Há um mundo todo nesse rosto. Não, não um mundo, vários; infinitos mundos nesses traços que tão poucos conservam na mente. Tem pouco valor, algumas marquinhas que não tiram a imponência, só a acentuam. Tem um mar de dor nos olhos e a cor ratifica. É de uma luminescência falsa, de um véu demasiado delgado, cintila, mas nunca completamente. Não caminha, pulsa. Não percorre, vaga. Por medo, por falta de perdão. Não entende de música, não entende de letras, não entende de cultura; entende de cuidado, entende de manejo, entende de carinho. Para os outros, coisas de pouco valor, porém seu único tesouro. Ela passa dias sentada à frente da máquina, cosendo a dignidade e o futuro que desconhece. Afinal, quem é conhece as vontades desse nosso Pai?

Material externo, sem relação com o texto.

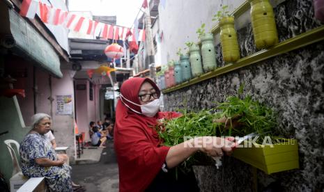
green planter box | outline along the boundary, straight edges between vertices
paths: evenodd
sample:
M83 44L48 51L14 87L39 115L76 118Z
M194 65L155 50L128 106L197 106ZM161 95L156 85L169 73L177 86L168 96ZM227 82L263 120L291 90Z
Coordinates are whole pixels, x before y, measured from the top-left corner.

Eles todos foram embora. Chegaram como uma ilusão de felicidade eterna, dormiram debaixo de seus verbos e de suas mãos. E se foram como fumaça. Deixaram com ela as lições, mas com quem as usaria agora? Se não tinha ninguém a quem ensinar... Conformava-se com o tempo cruel, ajeitava o colarinho do mesmo, ainda que este lhe pisoteasse a face. As flores e os frutos tomaram outros rumos, sem deixar semente nem aroma. Ilusão de cor, ilusão de amor. Um calorzinho seguido de gelo. Sensação de pertencer e de ser arrancado de si mesmo.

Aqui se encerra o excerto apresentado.